JPS605462Y2 - Operation mechanism of closed type switchgear - Google Patents

Description

[Detailed description of the invention] The present invention relates to the operating mechanism of a closed type switchgear, and in particular, when the three-phase switchgears installed in parallel are driven to open and close by a common operating shaft, a sheath current flows through the operating shaft. This invention relates to an operating mechanism with a structure that prevents overheating of the mechanism part due to

In a closed type switchgear with a general gas-insulated structure, when each phase switchgear for three phases is simultaneously opened and closed by the reciprocating motion of a common operating shaft, a sheath current flows to each phase switchgear through the operating shaft, overheating the mechanism part. This may cause problems such as burn-in or burn-in.

As a countermeasure, a method has been adopted in which a cylindrical insulating joint is provided between each phase of the operating shaft to electrically insulate the operating shaft.

However, this type of insulating joint is strong against compressive force but weak against tensile force, and when transmitting reciprocating motion like an operating shaft, an excessive tensile force acts on the joint.

For this reason, it is necessary to increase the strength of the joint, which has the disadvantage of making the entire joint large and expensive.

The present invention eliminates the above-mentioned drawbacks, and has a small, large, and mechanically strong sealed continuous open V that can completely prevent sheath current.
It provides the operating mechanism for the device.

An embodiment of the present invention will be described below with reference to the drawings.

In FIG. 1, IIA, IIB, and IIC are three-phase switchgears arranged in parallel, and 12 is an operating shaft rotated by an operating device 13. This operating shaft 12 has three-phase levers on the shaft. 14A, 14B, 14c are installed and each lever 14A
, 14B, 14C are the movable parts 15 of the corresponding phase switching devices.
A, 15B, 15C, and the rotation of the operating shaft 12 moves the movable part 1 through each phase lever 14A, 14B, 14C.
5A, 15B, and 15C are driven to open and close at the same time.

Reference numeral 16 denotes an insulating joint provided between each phase lever on the operating shaft 13 and between the operating device 13 and the operating shaft 12, respectively.

As shown in FIG. 2, the insulating joint 16 has a pair of joints 17A and 17B, each having a plurality of teeth 18 on the end face, at opposite ends of the cut operating shaft 12.
The teeth 18 and valleys 19 of the joint 16 are alternately engaged with each other via the insulator 2 to form an integral body, and both ends of the joint 16 are connected to the separated ends of the opposing operating shaft 12 by bolts and nuts 21, respectively.

According to the present invention described above, each phase opening device 11A to 11C
Since each phase and the operating device 13 are electrically insulated by the insulator 20 of the insulating joint 16, there is no risk of sheath current flowing through the operating shaft 12, and heating and seizure of the mechanical parts can be reliably prevented.

In addition, each phase opening device 11A to 11C is driven to open and close by rotation of the operating shaft 12, so that the operating force transmitted to the insulating joint 16 of the operating shaft 12 is transmitted from the teeth 18 of one joint.

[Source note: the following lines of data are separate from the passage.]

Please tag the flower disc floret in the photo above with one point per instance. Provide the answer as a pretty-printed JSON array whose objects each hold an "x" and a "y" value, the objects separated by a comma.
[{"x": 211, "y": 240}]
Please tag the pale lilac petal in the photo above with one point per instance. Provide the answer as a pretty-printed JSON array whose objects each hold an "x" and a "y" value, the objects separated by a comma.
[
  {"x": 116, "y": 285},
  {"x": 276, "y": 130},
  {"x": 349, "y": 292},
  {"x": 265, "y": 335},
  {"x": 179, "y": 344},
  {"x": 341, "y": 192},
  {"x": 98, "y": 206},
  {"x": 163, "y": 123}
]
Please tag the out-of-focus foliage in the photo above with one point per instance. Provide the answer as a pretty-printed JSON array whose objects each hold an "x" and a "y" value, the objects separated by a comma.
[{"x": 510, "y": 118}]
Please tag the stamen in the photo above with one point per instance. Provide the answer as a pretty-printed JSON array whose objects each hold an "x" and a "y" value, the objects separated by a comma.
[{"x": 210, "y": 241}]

Since the force is transmitted through the insulator 20 in the direction of rotation of the teeth 18 of the other joint, only compressive force acts on the insulator 20 for both left and right rotations.

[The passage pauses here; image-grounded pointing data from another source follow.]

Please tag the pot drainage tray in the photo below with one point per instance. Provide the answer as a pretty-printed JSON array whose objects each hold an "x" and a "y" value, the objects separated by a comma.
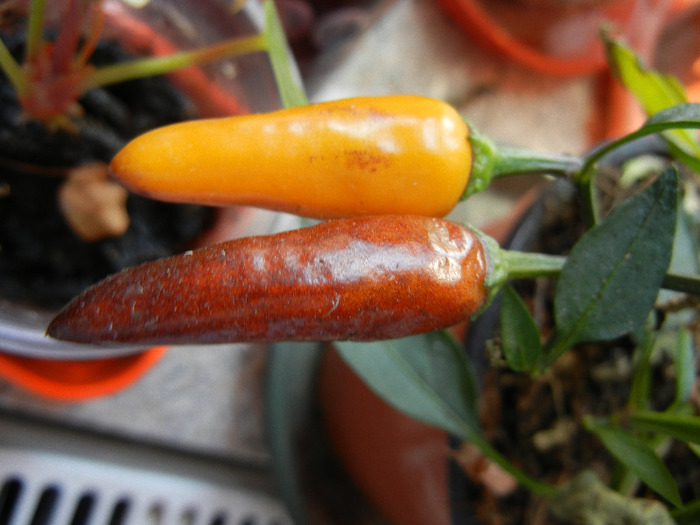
[{"x": 50, "y": 486}]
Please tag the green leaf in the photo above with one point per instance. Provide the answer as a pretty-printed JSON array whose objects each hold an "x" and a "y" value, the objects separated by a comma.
[
  {"x": 426, "y": 376},
  {"x": 681, "y": 116},
  {"x": 520, "y": 337},
  {"x": 683, "y": 427},
  {"x": 653, "y": 90},
  {"x": 634, "y": 453},
  {"x": 613, "y": 275},
  {"x": 288, "y": 80},
  {"x": 688, "y": 515}
]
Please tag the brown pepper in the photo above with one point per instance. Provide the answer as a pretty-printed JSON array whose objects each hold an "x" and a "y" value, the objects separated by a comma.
[{"x": 361, "y": 279}]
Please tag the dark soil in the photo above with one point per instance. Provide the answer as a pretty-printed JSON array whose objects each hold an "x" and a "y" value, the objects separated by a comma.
[
  {"x": 590, "y": 379},
  {"x": 42, "y": 262}
]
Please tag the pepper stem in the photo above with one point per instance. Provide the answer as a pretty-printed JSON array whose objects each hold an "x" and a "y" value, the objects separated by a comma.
[{"x": 491, "y": 162}]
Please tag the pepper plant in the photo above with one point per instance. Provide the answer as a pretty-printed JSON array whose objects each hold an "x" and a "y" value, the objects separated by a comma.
[
  {"x": 313, "y": 284},
  {"x": 54, "y": 73}
]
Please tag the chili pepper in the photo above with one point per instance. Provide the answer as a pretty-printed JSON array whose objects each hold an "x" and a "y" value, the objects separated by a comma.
[
  {"x": 367, "y": 278},
  {"x": 353, "y": 157}
]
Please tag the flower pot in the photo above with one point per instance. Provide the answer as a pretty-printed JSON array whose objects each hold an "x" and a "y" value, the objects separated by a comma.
[
  {"x": 343, "y": 455},
  {"x": 396, "y": 470},
  {"x": 556, "y": 37},
  {"x": 67, "y": 371}
]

That is, insulators are typically extremely resistant to compressive forces.

Moreover, this compressive force is several times stronger than the tensile force.

Furthermore, for example, the strength of the so-called bonded surface between the flat surface of a metal member and such an insulator is strong against compressive force, but weak against tensile force, shearing force, and bending force, and is particularly strong against shearing force caused by rotational drive. Compared to the compression force, the force and bending force are approximately one order of magnitude lower.

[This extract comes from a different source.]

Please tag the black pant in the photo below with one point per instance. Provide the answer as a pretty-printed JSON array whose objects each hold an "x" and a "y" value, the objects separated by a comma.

For these reasons, an insulated joint formed by interposing an insulating material between the teeth that are embedded into each other as in the embodiment of the present invention is not suitable for rotational driving. Mainly as an insulator, it can transmit rotational force through strong compressive force.

Therefore, it has high strength, can be constructed in a small size, and is safe even under severe operation.

[Brief explanation of drawings]

FIG. 1 is a perspective view showing an embodiment of the operating mechanism of a closed type opening/closing device according to the present invention, and FIG. 2 is a detailed view of section A in FIG. 1. 11A to IIC...Each phase opening device, 12...
...Operating axis, 13...Operating device, 14A~1
4C...Lever 16...Insulation joint,
17A, 17B...Joint, 18...Teeth, 20...Insulator.

Claims (1)

[Scope of utility model registration request] It is equipped with switching devices for three phases installed in parallel, a common operating shaft for opening and closing the switching devices via levers, and an operating device for rotationally driving this operating shaft. and an operation of a closed type switchgear, characterized in that the operating device and the operating shaft are connected by an insulating joint formed by engaging a pair of joints each having a plurality of teeth on the end face with an insulating material interposed therebetween. mechanism.